Bay Area business owners are frustrated and scared as new shutdown order begins tonight

On San Francisco's Chestnut Street, a sign outside the Campus Bar pretty much summed it up -- "twas the night of the shutdown."

Sunday was the last shift for the city's bartenders and last call.

"I'm bummed out. I'm going to miss my co-workers. I'm going the miss the neighborhood.
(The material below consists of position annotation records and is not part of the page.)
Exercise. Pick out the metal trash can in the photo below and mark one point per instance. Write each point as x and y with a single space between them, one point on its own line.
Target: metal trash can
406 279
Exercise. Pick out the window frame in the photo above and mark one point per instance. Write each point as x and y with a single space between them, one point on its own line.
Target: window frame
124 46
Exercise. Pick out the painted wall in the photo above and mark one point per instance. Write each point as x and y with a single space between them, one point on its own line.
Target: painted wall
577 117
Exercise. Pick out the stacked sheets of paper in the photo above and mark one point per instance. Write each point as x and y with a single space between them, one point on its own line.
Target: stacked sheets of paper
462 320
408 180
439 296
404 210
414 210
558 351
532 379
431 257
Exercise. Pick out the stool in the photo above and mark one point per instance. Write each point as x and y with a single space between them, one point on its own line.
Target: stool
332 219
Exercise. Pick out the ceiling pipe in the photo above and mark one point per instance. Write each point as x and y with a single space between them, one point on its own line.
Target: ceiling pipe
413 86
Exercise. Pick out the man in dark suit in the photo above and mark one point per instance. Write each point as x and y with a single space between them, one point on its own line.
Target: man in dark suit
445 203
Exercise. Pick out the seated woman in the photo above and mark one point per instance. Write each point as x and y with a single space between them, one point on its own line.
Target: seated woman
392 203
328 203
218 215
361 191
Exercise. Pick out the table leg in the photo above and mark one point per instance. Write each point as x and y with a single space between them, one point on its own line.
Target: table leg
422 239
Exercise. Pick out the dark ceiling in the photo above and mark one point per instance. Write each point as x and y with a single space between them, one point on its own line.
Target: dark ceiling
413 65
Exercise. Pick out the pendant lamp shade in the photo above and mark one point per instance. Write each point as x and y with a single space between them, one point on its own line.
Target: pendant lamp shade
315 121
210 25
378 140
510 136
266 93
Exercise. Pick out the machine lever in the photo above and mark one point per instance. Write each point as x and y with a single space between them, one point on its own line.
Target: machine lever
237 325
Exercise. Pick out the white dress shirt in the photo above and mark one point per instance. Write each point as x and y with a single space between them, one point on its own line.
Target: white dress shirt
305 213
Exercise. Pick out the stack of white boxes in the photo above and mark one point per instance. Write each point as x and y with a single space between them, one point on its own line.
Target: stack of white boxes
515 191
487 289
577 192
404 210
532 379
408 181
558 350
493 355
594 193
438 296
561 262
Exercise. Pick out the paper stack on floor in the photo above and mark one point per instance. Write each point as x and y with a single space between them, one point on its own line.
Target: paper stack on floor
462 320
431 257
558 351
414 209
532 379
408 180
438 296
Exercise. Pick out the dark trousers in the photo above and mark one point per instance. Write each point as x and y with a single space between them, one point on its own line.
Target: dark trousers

The community and of course, the paycheck," said campus bartender Nicole Hart.

Across the bay at Maven & Co hair salon in Pleasanton, stylists have been working marathon hours to fit in as many customers as possible before Alameda County's lockdown which begins at midnight.

"It's really scary as a business owner and a mom," says owner Jennifer Hatcher.

Maven has spent money to protect against spreading COVID-19. But all hair and nail salons there must stop operating indoors temporarily under the latest public health order, which also includes all indoor and outdoor dining, movie theaters, museums, and more.

"People making these decisions at the very least are just misinformed about the sanitation procedures that we take," says Hatcher.

"Us wearing masks, they take our temperature. I feel so much more safe coming here then going to Target or Walmart," says customer Mia Reece

At Diablo CrossFit in Pleasant Hill, the owner is openly defying an earlier public health order that bans gyms in Contra Costa County from operating indoors.

The county has fined the gym a total of $1,750.

"Our plan is to be open tomorrow and be open the next day. We've received three fines from the county. I expect they will be back," says owner Craig Howard.

Customers have started a GoFundMe campaign to pay for any citations.

Howard says the high ceilings, and large commercial fans, and other measures make his gym as safe as if it was outdoors.

"I know for a fact it is better than your grocery store or Home Depot or Lowe's," Howard says.

Infectious disease specialist dr. Peter Chin Hong from UC San Francisco says with covid hospitalizations soaring, safety measures are necessary. He also says, there is no specific data linking outbreaks to hair salons or gyms.

"This is more pro-active. Not only prevention. It is kind of an emergency situation right now," says Chin Hong.

The lockdown is supposed to last three weeks. But that is not set in stone.